Answer: The summit must not exceed 7.89 m above the inlet reservoir surface. Exceeding this height causes absolute pressure to drop below vapor pressure, triggering cavitation and breaking the siphon.

Problem: Hydraulic Grade Line and Energy Grade Line

Water flows from a large reservoir through a 150 mm horizontal pipe into the open atmosphere. The reservoir surface is 12 m above the pipe centerline. The pipe is 200 m long with f = 0.020. Neglect minor losses.
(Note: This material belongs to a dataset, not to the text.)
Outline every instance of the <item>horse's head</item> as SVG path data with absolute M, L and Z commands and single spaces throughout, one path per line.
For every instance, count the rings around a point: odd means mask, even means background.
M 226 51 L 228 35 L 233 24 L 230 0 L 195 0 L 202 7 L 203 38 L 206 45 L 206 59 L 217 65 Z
Find: (a) the velocity in the pipe, (b) the pressure at the pipe midpoint, and (c) sketch the HGL and EGL from reservoir to discharge.

Apply Bernoulli from reservoir surface (1) to pipe exit (2, gage = 0, z = 0):

$$12 + 0 + 0 = 0 + \frac{V^2}{2g} + 0 + h_f$$ $$h_f = f\frac{L}{D}\frac{V^2}{2g} = 0.020\frac{200}{0.150}\frac{V^2}{2g} = 26.67\frac{V^2}{2g}$$ $$12 = \frac{V^2}{2g}(1 + 26.67) = 27.67\frac{V^2}{2g}$$ $$\frac{V^2}{2g} = \frac{12}{27.67} = 0.4337 \text{ m} \Rightarrow V = 2.92 \text{ m/s}$$

Pressure at midpoint (100 m from inlet, friction loss = half total):

$$h_{f,half} = \frac{h_f}{2} = \frac{26.67(0.4337)}{2} = 5.783 \text{ m}$$ $$\frac{p_{mid}}{9.81} + 0.4337 = 12 - 5.783$$ $$p_{mid} = 9.81(12 - 5.783 - 0.4337) = 9.81(5.783) = 56.73 \text{ kPa}$$

Answer: V = 2.92 m/s. Midpoint pressure = 56.73 kPa gage. EGL drops linearly from 12 m to 0.43 m at exit; HGL is 0.43 m below EGL everywhere (the velocity head is constant throughout the constant-diameter pipe).